Voters in the north are becoming cynical about the Tory policy of the Northern Powerhouse, aimed to spread wealth and prosperity outside the south, Labour's Andy Burnham said.
The former health secretary said the much-talked about policy pushed by the Conservative former chancellor George Osborne was in danger of going the same way as the "Big Society" idea floated by David Cameron.
Mr Burnham, at a hustings for the Greater Manchester mayoral elections, alongside the Tory candidate Sean Anstee and the Liberal Democrat's, Jane Brophy, said the idea seems to have been forgotten by the new Prime Minister Theresa May, who preferred to talk about the "Midlands Engine".
Mr Burnham, the MP for Leigh, Greater Manchester, said: "We seem to be suddenly forgotten. We have got a situation where every single secondary school in Manchester, in Rochdale, in Sean's borough Trafford and in my borough, Wigan, is going to lose under the Government's new schools funding formula. Every single one, heavily.
"You can't build a northern powerhouse by cutting northern councils, northern schools.
"We need to see evidence here that they are going to invest in it.
"It's fine to have a phrase, 'the Northern Powerhouse', people out there are on the verge of being quite cynical. Where is it? We've been promised it and our councils are cutting our schools?
"It looks like it's going the same way as the Big Society if we are not careful."
The Northern Powerhouse aims to devolve powers and money from Whitehall to northern city regions in a bid to boost their economic performance.
The plans also included the election of "metro" mayors for bigger city regions, including Manchester, Liverpool and Sheffield.
But the future of the initiative, launched by Mr Osborne in 2014, came under question after Mrs May's arrival in 10 Downing Street and Mr Osborne's exit from the Cabinet to the backbenches after the EU referendum last year.
Mr Burnham, a former cabinet minister, said he would use his "profile" to utilise new devolved powers to help the initiative.
But Mr Anstee, the leader of Tory-controlled Trafford Council, said the Government was still committed to the idea and it had not been "abandoned".
He said: "You can have all the parliamentary experience in the world, but if it is experience of politics that has failed Greater Manchester and the north of England it's not worth having.
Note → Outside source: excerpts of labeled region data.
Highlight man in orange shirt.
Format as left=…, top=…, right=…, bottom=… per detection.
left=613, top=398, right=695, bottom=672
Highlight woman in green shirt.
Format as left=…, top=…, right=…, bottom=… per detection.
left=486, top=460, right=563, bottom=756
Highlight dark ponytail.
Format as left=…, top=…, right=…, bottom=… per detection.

"It's not just about rebalancing the economy, moving wealth from the south of England up to the north, it's about getting the north to create its own wealth.
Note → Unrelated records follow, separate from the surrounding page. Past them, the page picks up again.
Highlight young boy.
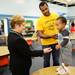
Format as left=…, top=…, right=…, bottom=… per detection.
left=56, top=16, right=72, bottom=65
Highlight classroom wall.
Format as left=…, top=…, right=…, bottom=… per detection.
left=0, top=0, right=66, bottom=16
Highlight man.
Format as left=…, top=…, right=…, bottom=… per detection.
left=8, top=15, right=51, bottom=75
left=36, top=2, right=59, bottom=67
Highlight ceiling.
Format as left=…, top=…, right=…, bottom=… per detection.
left=41, top=0, right=75, bottom=7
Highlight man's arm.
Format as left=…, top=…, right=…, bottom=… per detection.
left=37, top=30, right=57, bottom=39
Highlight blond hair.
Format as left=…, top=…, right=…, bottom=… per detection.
left=11, top=15, right=25, bottom=28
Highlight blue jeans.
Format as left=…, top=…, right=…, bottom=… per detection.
left=42, top=44, right=60, bottom=67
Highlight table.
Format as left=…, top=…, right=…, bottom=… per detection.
left=0, top=46, right=9, bottom=56
left=31, top=66, right=75, bottom=75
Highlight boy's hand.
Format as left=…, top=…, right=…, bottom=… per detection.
left=43, top=48, right=52, bottom=53
left=51, top=34, right=58, bottom=39
left=56, top=44, right=62, bottom=49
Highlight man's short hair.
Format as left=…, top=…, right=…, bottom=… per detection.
left=39, top=1, right=48, bottom=8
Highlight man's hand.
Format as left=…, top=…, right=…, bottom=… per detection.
left=43, top=48, right=52, bottom=53
left=56, top=44, right=62, bottom=49
left=51, top=34, right=58, bottom=39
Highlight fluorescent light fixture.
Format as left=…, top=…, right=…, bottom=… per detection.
left=16, top=0, right=24, bottom=4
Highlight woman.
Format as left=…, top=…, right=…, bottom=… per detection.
left=8, top=15, right=51, bottom=75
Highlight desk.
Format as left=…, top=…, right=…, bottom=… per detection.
left=31, top=66, right=75, bottom=75
left=0, top=46, right=9, bottom=56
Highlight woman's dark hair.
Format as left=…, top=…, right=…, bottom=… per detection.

"If we want the UK to be successful, the north of England has to be successful, I think that's where the focus from the former chancellor came from.
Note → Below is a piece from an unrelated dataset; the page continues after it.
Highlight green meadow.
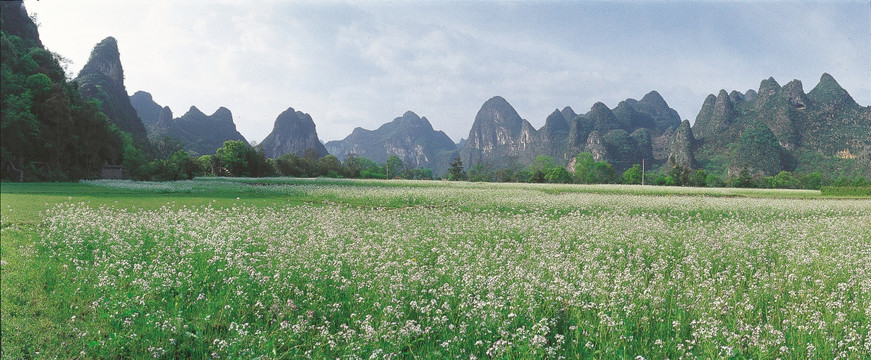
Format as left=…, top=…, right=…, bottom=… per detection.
left=0, top=178, right=871, bottom=359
"If we ever thought the Northern Powerhouse was going to be created solely in London and Westminster then we fundamentally misunderstood the concept of something of our own, something that we can be proud of.
"So I feel I have done more in three years than successive governments have done for the north of England.
"I'm very proud actually it was a Conservative-led government that was and remains committed to the Northern Powerhouse."
Ms Brophy, the Liberal Democrat candidate and councillor in Trafford, said the north-south divide meant there was "a case" for redistributing funds from south to north.
The Greater Manchester mayoral elections will be held in May.